Would be nice if the OrioleDB improvements were to be incorporated in postgresql proper some day.. https://www.slideshare.net/slideshow/solving-postgresql-wick...

iamleppert 1 day ago||

Why do you need a connection to a database during the meeting? Doesn't it make more sense to record the meeting data to some local state first, and then serialize it to database at the end of the meeting or when a database connection is available? Or better yet, have a lightweight API service that can be scaled horizontally that is responsible for talking to the database and maintains its own pool of connections.

They probably don't even need a database anyway for data that is likely write once, read many. You could store the JSON of the meeting in S3. It's not like people are going back in time and updating meeting records. It's more like a log file and logging systems and data structures should be enough here. You can then take that data and ingest it into a database later, or some kind of search system, vector database etc.

Database connections are designed this way on purpose, it's why connection pools exist. This design is suboptimal.

xyzzy_plugh 1 day ago|

It took me a long time to realize this but yes asking people to just open and write to files (or S3) is in fact asking a lot.

What you describe makes sense, of course, but few can build it without it being drastically worse than abusing a database like postgres. It's a sad state of affairs.

moomoo11 2 days ago||

maybe this is silly but these days cloud resources are so cheap. just loading up instances and putting this stuff into memory and processing it is so fast and scalable. even if you have billions of things to process daily you can just split if needed.

you can keep things synced across databases easily and keep it super duper simple.

carshodev 2 days ago||

Yeah you can get an AMD 9454P with 1TB of memory and 20TB of redundant NVME storage for like 1000$ a month, its crazy how cheap compute and storage is these days.

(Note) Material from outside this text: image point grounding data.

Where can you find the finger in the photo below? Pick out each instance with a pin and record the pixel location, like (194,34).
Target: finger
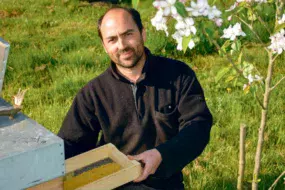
(146,172)
(136,157)
(130,157)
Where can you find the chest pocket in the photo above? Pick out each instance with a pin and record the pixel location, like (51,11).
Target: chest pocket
(166,111)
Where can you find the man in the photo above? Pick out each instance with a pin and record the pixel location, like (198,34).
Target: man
(150,107)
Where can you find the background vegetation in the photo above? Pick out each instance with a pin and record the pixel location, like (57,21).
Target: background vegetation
(55,50)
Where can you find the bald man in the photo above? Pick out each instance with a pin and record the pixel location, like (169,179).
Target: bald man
(151,108)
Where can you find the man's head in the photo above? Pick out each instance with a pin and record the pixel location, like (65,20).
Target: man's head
(123,36)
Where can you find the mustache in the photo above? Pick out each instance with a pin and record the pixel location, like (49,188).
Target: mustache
(124,50)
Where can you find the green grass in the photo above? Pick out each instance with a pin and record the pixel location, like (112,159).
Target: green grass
(55,50)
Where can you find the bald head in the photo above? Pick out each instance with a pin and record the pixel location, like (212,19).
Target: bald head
(124,13)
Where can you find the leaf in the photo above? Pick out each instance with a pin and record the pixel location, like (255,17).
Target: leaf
(181,9)
(225,46)
(240,58)
(135,3)
(185,42)
(210,32)
(222,73)
(250,15)
(279,27)
(230,78)
(246,90)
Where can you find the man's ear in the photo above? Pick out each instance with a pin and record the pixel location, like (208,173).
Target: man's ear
(144,34)
(103,46)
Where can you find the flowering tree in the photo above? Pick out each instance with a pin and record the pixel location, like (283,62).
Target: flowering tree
(242,14)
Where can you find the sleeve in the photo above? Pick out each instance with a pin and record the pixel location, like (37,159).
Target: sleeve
(80,127)
(195,121)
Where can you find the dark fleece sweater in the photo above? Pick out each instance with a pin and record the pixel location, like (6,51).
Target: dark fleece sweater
(165,109)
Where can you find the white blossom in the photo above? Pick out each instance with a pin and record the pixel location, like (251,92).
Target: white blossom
(159,22)
(185,27)
(278,42)
(213,12)
(218,21)
(202,8)
(252,78)
(167,6)
(249,1)
(232,32)
(232,7)
(282,20)
(199,9)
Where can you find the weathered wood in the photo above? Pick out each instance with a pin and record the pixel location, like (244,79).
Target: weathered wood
(4,51)
(29,153)
(55,184)
(107,166)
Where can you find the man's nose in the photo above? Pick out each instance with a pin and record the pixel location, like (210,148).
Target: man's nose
(121,44)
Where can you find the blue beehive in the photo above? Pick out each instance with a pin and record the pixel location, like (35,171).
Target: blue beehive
(29,153)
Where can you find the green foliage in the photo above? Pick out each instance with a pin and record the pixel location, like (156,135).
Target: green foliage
(135,3)
(181,9)
(185,42)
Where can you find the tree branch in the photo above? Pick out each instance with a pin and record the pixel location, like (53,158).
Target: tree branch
(272,88)
(276,181)
(219,48)
(250,27)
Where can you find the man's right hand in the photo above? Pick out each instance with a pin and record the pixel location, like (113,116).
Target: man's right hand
(151,160)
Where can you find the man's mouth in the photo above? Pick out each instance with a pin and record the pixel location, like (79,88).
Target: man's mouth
(126,54)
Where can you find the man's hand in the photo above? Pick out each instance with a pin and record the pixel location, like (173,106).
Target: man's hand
(151,160)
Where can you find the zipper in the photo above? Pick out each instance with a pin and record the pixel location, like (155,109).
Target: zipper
(134,89)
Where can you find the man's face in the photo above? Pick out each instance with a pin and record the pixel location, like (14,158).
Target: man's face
(122,39)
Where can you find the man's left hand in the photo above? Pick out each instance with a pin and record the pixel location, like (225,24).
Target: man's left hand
(151,160)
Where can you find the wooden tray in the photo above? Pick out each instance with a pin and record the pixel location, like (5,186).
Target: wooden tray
(102,168)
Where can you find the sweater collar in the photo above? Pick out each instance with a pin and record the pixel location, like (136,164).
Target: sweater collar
(145,69)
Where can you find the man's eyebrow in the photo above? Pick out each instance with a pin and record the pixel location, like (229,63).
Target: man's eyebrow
(121,34)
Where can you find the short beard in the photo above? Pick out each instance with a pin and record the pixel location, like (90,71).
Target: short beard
(133,64)
(136,60)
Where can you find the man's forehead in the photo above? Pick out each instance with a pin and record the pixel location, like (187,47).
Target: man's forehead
(116,22)
(116,15)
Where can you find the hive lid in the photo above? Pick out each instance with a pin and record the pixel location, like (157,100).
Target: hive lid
(22,134)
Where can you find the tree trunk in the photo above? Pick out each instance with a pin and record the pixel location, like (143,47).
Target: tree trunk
(241,156)
(262,123)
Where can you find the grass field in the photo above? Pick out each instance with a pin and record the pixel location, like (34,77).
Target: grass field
(55,50)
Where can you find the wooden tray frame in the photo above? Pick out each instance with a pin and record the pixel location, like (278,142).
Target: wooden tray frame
(131,169)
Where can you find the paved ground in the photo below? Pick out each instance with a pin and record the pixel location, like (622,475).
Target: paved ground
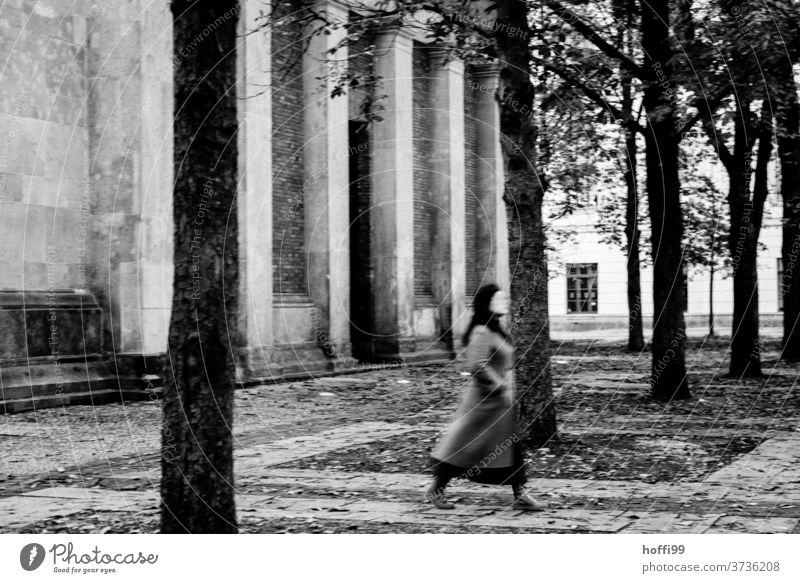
(347,454)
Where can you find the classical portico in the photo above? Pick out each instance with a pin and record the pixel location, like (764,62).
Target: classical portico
(365,220)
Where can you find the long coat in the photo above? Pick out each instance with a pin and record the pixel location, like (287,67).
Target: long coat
(482,444)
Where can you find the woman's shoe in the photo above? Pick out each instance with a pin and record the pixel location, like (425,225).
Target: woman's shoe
(436,497)
(524,502)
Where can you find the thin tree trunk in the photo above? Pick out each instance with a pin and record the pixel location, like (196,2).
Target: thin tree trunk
(623,11)
(711,302)
(668,379)
(635,333)
(746,209)
(535,406)
(197,447)
(787,127)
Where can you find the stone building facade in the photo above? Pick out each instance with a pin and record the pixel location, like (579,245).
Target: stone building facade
(361,238)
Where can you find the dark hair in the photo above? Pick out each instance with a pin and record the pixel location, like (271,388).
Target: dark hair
(482,315)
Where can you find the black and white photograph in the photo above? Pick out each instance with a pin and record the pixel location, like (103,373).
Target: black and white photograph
(390,267)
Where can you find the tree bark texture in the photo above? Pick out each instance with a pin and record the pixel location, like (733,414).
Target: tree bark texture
(668,380)
(787,128)
(746,211)
(197,486)
(528,263)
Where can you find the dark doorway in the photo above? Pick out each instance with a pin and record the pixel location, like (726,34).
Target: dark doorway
(361,270)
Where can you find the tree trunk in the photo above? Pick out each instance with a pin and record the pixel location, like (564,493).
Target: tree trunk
(668,379)
(746,211)
(197,447)
(787,127)
(535,406)
(711,302)
(635,334)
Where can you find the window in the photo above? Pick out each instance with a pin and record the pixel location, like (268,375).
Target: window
(582,288)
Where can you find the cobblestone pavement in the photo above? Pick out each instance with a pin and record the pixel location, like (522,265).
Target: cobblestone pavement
(347,454)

If people are building things which actually require massive amounts of data stored in databases they should be able to charge accordingly.

sgt 2 days ago||

It's not really my experience that cloud resources are very cheap.

PunchyHamster 2 days ago|||

They are expensive compared to buying server and running it 24/7

They are cheap if you tiny fraction of server use for $20/mo or have 50 engineers working on code

moomoo11 1 day ago|||

I guess I’m talking about a company actually making money.

I would much rather spend 5k per month to make 1 million, keeping things extremely simple.

clarity_hacker 2 days ago||

[dead]

ltxdsf 2 days ago||

[dead]

parentheses 2 days ago|

I think this is the kind of investigation that AI can really accelerate. I imagine it did. I would love to see someone walk through a challenging investigation assisted by AI.